Possibly rename GlobalVars in the IRModule to ensure name uniqueness and the invariant: every public function has the same name as its “global_symbol” attribute.
Note this method should be called only once at the end of the building process, since it may invalidate global vars previously returned by this builder.

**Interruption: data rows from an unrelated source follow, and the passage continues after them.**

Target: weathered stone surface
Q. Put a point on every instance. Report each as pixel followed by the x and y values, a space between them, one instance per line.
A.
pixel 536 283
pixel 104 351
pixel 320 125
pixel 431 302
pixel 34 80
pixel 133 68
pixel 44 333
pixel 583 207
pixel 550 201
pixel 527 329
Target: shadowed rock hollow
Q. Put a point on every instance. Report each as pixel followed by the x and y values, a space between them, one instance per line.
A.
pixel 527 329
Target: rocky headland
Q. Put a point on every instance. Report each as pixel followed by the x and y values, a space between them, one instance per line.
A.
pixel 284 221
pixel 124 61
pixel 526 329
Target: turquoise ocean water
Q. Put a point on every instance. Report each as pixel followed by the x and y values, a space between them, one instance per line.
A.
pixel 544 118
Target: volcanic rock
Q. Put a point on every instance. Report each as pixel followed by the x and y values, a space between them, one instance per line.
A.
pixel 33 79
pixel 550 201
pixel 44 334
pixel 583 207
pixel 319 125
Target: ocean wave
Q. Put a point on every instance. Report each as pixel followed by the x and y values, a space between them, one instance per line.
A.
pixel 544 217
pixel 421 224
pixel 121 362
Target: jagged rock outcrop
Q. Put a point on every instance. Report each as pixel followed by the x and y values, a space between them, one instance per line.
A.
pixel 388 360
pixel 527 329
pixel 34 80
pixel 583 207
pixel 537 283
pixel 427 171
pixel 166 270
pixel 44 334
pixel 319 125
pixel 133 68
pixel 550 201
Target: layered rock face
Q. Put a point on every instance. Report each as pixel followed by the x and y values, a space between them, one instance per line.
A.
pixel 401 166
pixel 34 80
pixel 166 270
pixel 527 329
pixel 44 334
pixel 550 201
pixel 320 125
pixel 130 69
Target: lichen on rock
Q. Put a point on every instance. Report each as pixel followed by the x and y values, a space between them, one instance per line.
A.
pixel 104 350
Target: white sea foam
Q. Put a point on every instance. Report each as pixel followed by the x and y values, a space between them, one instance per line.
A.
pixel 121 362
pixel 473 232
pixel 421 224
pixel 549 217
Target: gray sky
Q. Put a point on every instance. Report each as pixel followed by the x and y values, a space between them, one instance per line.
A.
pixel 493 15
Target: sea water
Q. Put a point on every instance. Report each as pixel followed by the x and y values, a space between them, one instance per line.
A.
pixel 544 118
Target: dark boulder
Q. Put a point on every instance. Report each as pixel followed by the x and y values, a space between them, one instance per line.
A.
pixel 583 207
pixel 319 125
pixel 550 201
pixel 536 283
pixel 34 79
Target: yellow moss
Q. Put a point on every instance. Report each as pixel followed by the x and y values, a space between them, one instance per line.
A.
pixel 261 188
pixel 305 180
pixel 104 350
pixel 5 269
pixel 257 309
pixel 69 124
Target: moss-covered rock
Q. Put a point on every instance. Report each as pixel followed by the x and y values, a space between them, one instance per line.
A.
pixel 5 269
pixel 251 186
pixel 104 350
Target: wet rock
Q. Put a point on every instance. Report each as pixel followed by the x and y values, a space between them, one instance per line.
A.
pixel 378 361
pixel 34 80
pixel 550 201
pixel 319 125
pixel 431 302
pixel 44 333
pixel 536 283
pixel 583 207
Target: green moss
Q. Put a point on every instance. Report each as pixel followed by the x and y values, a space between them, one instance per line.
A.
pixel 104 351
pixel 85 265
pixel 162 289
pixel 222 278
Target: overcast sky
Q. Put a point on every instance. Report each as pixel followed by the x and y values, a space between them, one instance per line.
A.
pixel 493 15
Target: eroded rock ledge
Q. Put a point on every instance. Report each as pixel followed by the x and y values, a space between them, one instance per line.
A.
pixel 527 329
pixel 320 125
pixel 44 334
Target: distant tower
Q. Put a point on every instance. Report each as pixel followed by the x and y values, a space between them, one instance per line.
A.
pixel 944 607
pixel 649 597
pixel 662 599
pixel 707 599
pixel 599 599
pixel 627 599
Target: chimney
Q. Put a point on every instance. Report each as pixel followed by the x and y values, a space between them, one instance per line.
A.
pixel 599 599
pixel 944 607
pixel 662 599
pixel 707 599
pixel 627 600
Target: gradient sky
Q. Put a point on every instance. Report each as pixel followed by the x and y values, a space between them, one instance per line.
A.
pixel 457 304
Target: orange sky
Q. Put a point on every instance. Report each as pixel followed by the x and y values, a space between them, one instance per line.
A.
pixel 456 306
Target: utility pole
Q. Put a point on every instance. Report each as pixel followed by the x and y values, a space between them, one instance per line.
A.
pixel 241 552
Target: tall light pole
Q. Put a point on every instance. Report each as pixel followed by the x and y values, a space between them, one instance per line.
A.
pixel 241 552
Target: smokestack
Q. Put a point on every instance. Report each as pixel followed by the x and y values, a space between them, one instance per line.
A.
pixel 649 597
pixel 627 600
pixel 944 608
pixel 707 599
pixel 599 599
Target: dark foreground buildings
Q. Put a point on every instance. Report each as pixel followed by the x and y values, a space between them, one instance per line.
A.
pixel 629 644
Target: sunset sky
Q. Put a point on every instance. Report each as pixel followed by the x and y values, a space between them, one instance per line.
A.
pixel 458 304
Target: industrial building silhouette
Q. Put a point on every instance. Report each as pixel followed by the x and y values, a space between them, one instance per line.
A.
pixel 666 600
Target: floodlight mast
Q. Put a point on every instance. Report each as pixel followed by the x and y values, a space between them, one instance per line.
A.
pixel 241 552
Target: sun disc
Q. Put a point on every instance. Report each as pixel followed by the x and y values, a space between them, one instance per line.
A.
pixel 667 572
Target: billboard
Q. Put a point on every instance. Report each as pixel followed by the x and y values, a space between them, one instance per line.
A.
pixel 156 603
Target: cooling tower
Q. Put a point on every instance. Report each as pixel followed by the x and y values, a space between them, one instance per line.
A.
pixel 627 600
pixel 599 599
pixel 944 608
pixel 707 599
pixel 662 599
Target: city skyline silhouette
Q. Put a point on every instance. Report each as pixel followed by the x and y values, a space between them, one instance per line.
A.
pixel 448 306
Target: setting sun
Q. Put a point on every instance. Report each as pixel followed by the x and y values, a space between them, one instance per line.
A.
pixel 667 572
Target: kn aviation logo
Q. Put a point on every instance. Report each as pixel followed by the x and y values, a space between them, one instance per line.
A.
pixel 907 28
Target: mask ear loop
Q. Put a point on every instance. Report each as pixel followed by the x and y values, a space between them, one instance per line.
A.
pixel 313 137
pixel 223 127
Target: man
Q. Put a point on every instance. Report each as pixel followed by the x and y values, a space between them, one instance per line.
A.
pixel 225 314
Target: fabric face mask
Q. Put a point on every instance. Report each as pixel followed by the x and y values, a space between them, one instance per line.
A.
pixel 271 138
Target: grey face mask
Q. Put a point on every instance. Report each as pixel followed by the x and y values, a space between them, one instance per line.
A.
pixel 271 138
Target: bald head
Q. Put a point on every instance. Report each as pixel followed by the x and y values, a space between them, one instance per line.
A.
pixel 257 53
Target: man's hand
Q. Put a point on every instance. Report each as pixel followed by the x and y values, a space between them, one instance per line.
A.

See also tvm.relax.transform.NormalizeGlobalVar.
- Returns
ret – An IRModule with Relax and TIR functions being built.
- Return type
tvm.IRModule
- add_func(func: tvm.ir.function.BaseFunc, func_name: str) tvm.ir.expr.GlobalVar¶
Add a Relax function or a TIR PrimFunc to the IRModule being built.
- update_func(gv: tvm.ir.expr.GlobalVar, updated_func: tvm.ir.function.BaseFunc) None¶
Add a Relax function or a TIR PrimFunc to the IRModule being built.
- current_block_is_dataflow() bool¶
Check if the block being built is DataflowBlock or not.
- Returns
ret – A boolean that indicates if the block being built is DataflowBlock or not.
- Return type
- emit_normalized(binding: tvm.relax.expr.Binding) None¶
Emit an already normalized binding.
- Parameters
binding (Binding) – The binding to be emitted.
- lookup_binding(var: tvm.relax.expr.Var) Optional[tvm.ir.expr.RelayExpr]¶
Lookup a var in the binding table.
- Parameters
var (relax.Var) – The input var.
- Returns
expr – The Expr bound to the input var.
- Return type
Expr
- begin_scope(params: Optional[List[tvm.relax.expr.Var]] = None) None¶
Begin a new scope, with optional parameters that are visible within the scope.
- Parameters
params (Optional[List[relax.Var]]) – Parameters that are visible within the scope.
Note
This function should be called when new scope is introduced (function, seq) to properly track the variable availability and help the best effort deduction.